Monday, August 2, 2010

It's Getting Harder to Recognize This Country Called Canada

Blogger Montreal Simon wrote a great piece in response to James Traver's column on our disappearing country. And he asks the question: "How could something so ugly happen in such a beautiful place?" It boggles the mind.

That's a question that is being asked by a lot of people these days.

Lawrence Scanlon wrote in the Ottawa Citizen recently: A less proud country. Apathetic Canadians have allowed their government to trample freedoms -- but opposition is mounting.

Opposition is mounting indeed, but unless we start believing that we have the power to change it, it will all be for not. Canadians Rallying to Unseat Stephen Harper, believe we have that power. We just have to block out the media nonsense that there is no alternative to Stephen Harper, when there very much is.

This government's latest decision to tie the hands of StatsCan is about eliminating reports that question their decisions. If Canadians are kept in the dark, they will believe that Harper is doing a good job. Facts and statistics just get in his way.

Donald Gutenstein hit the nail on the head when he blames the Fraser Institute:

To understand the brouhaha surrounding the long census, look not to Stephen Harper, but to the libertarian Fraser Institute and its long-term agenda to get government out of every activity except to protect the market, including the market for statistics. The Fraser has been Harper's most vociferous ally outside government in attacking the long census form. Within government, Maxime Bernier leads the cheerleading. Before Bernier went into politics, he was vice-president at the libertarian Montreal Economic Institute, the Fraser's sister organization in Quebec.

Think mid-term exam when you ask why the Harper government is scrapping the long census form. Harper is simply testing the waters to determine how far the project to remake Canada into a more conservative society has proceeded.

Linda McQuaig also notes that it will make the poor invisible.

The poor rarely get such sympathetic attention; indeed they rarely get much attention at all. And they're soon to get even less. That is the real reason for the Harper government's decision to scrap the long-form census matters, and why the debate over it is more than a bizarre obsession with statistics in this overheated summer.

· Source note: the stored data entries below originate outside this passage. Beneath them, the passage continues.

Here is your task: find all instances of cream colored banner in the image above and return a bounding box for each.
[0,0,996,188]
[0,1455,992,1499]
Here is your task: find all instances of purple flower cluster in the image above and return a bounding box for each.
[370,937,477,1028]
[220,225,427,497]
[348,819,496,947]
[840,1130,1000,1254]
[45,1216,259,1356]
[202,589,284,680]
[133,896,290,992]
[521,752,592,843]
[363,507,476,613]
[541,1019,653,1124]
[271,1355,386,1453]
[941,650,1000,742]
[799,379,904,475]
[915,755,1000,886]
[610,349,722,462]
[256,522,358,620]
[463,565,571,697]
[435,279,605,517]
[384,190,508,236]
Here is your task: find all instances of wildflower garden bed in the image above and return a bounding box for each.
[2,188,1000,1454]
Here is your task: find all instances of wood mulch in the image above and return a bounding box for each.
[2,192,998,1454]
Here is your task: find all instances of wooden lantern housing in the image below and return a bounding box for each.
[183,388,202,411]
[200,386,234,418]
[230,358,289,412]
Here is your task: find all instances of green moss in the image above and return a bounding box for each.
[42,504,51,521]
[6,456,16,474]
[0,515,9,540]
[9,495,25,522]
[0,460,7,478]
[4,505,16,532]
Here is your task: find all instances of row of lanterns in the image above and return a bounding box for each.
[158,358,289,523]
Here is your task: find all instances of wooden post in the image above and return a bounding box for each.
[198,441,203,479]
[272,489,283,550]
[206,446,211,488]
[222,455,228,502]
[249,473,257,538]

As a number of experts have noted, the decision to replace the mandatory long-form census with a voluntary abbreviated survey will result in less reliable data collection, particularly from the poor and marginalized. So, as income becomes ever more concentrated at the top, as it has in recent years, we'll know less and less about those at the bottom, making them easier to ignore.

Michael Ignatieff wrote the same thing in his 2000:

What about the economic insecurity of our poorest fellow citizens? Why can't our politics address this? It can't be because everyone has shared the fruits of our recent economic boom. It can't be because the poor don't exist. It must be because they have become invisible. (The Rights Revolution: CBC Massey Lectures, By Michael Ignatieff, Anansi Books, 2000, ISBN: 978-0-88784-762-2, Pg. 20)

We need to keep this mandatory census and get rid of the Harper government. There is no other solution.